”When they had sung a hymn” (Matthew 26:30)
‘No man ever spoke like this Man,’ and possibly the same might be true of Christ’s singing, ‘never man sang like this man.’ Did angels listen then as did the prisoners to the singing of Paul and Silas at Philippi?
Christ sang, and the disciples joined. They were, most of them, fishermen, and fishermen are remarkable for their hearty singing. O to have heard the discourses! O to have heard that prayer (John 17)! And O to have heard that hymn! The singing would be heard outside, and perhaps the young man (Mark 14:51) who followed them to the Garden of Gethsemane may have crept near to listen.
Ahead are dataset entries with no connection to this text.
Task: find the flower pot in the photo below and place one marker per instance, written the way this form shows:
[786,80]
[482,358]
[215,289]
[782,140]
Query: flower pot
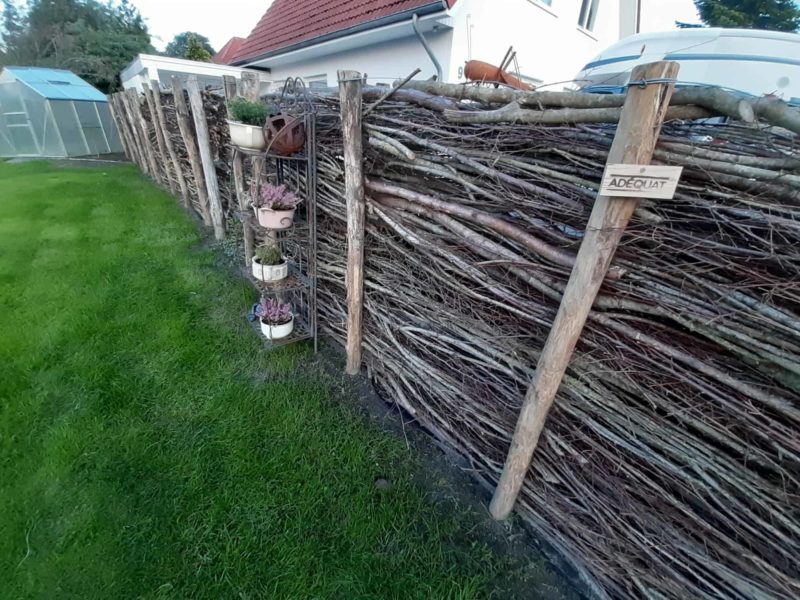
[276,332]
[270,272]
[247,136]
[285,135]
[275,219]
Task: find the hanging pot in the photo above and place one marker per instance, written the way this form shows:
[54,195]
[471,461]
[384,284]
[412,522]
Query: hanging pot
[285,134]
[274,219]
[276,332]
[246,136]
[269,272]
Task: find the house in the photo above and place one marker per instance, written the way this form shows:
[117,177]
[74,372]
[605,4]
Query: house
[146,67]
[228,52]
[388,39]
[51,113]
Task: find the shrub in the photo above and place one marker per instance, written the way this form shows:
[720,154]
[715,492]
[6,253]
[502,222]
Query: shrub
[276,197]
[249,113]
[269,255]
[273,312]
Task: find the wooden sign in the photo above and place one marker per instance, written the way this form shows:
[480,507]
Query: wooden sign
[640,181]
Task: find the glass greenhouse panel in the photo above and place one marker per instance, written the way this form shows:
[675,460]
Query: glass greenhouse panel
[69,128]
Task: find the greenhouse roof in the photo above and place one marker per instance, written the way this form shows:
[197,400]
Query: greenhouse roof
[57,84]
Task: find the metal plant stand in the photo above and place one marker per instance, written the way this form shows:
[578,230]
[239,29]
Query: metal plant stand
[298,244]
Would not you?
Christ’s singing showed the reality of His humanity. Aristotle said of his god Jupiter, that no one ever heard of his singing; it would be beneath him. But Jesus sang, and showed He was truly one of us.
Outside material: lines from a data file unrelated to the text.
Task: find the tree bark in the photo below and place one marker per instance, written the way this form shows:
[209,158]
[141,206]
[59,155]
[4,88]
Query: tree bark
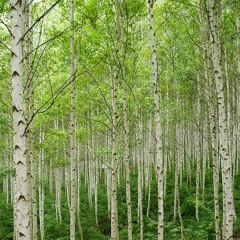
[159,157]
[19,126]
[73,131]
[223,128]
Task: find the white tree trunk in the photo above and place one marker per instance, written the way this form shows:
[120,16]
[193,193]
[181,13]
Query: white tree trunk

We like a hymn — especially in affliction (Acts 16:25; Ps. 42:8; Job 35:10). Martyrs have sung going to the stake, and there is a tradition that the three youths in the fiery furnace sang aloud. A hymn is more unselfish than a prayer; it expresses gratitude and love. Hence, heaven is peculiarly the place of song, for all is unselfish there.
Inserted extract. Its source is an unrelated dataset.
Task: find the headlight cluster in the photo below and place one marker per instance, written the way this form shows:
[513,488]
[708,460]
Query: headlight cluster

Christ is on the eve of the most terrible conflict ever witnessed — tonight and tomorrow the Garden and the Cross! He summons to His help every aid. His eye is on the Father’s glory. He bathes Himself in it and is refreshed for conflict.
What did He sing? All writers agree that it was Psalm 118. For two thousand years the Jews have concluded the Passover by singing this Psalm. If you glance over it you will see how appropriate it is, and it came in course at the Passover. What shall we sing? The Lord will tell you as occasion calls for. As it is written, ‘His song shall be with me,’ as well as ‘My prayer’ (Ps. 42:8).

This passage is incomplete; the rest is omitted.